Delving into Rust's capabilities, this post guides you through the process of crafting a command-line utility, wc-rs
, mirroring the functionality of the classic wc
tool with a modern twist.
Introduction
The motivation to build wc-rs
comes from John Crickett's build your own wc
tool coding challenge. Solving these challenges is a great way of learning different concepts, in my opinion. So, here we are starting with our first one.
The challenge is to build your own version of the Unix command line tool wc. The functional requirements for wc are concisely described by it’s man page - give it a go in your local terminal now:
man wc
The TL/DR version is: wc
– word, line, character, and byte count.
So, let's get Rusty!!
Code Walkthrough
The wc-rs
program is designed to be familiar to those who have used the original wc
command, but under the hood, it leverages Rust's advanced features for improved performance and reliability.

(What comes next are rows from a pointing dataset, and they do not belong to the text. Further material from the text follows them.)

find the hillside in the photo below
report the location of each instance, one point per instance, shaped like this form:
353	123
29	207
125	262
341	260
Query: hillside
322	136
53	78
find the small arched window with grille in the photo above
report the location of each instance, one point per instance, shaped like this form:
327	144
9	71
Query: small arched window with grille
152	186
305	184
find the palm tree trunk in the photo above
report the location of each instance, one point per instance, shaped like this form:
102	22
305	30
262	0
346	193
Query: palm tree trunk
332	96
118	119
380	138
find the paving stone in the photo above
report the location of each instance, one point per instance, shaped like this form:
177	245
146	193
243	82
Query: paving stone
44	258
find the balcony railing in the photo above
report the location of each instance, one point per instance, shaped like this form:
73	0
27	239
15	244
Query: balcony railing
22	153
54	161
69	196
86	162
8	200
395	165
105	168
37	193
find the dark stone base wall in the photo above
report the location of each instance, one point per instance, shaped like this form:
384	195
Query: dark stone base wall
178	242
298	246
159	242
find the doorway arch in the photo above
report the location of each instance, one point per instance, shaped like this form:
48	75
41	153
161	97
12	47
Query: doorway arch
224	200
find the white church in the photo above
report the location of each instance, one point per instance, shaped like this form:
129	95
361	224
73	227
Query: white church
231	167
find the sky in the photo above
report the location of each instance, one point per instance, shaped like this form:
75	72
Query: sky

The complete code is available at gauravgahlot/getting-rustywc-rs.
Dependencies
use clap::Parser;
We use the clap crate to simplify command-line argument parsing, making it effortless to define and handle the flags and options our program accepts.
The CLI Struct
#[derive(Parser)]
#[command(name = "wc-rs")]
#[command(version = "0.1.0")]
#[command(about="The wc-rs utility displays the count of lines, words, characters, and bytes contained in each input file", long_about=None)]
struct CLI {
/// The number of bytes in each input file is written to the
/// standard output. This will cancel out any prior usage of the
/// -m option.
#[arg(short = 'c')]
bytes: bool,
/// The number of lines in each input file is written to the
/// standard output.
#[arg(short)]
lines: bool,
/// The number of words in each input file is written to the
/// standard output.
#[arg(short)]
words: bool,
/// The number of characters in each input file is written to the
/// standard output.
#[arg(short = 'm')]
chars: bool,
files: Option<Vec<String>>,
}
Our CLI
struct provides the skeleton for the command-line interface of wc-rs
. With clap, beyond just defining the struct, we annotate it with information like the program's name, version, and a brief description.
Flags and Options
Each field in the CLI
struct represents a command-line flag or option, complete with descriptive comments that clap uses to generate help messages:
-
-c
for byte count -
-l
for line count -
-w
for word count -
-m
for character count
The files
field holds an optional list of files to process. If it's empty, wc-rs
reads from standard input.
The Output Struct
#[derive(Default)]
struct Output {
bytes: u64,
lines: u64,
words: u64,
chars: u64,
file: Option<String>,
}
As we prepare to crunch numbers, we store our results in the Output
struct. This is where the counts of bytes, lines, words, and characters will be accumulated, along with an optional filename for display purposes.
The Main Event
The main
function is where we tie everything together. We parse the command-line arguments, iterate over files (or standard input), and calculate the statistics. We handle files and potential I/O errors gracefully, reflecting Rust's commitment to safe and explicit error management.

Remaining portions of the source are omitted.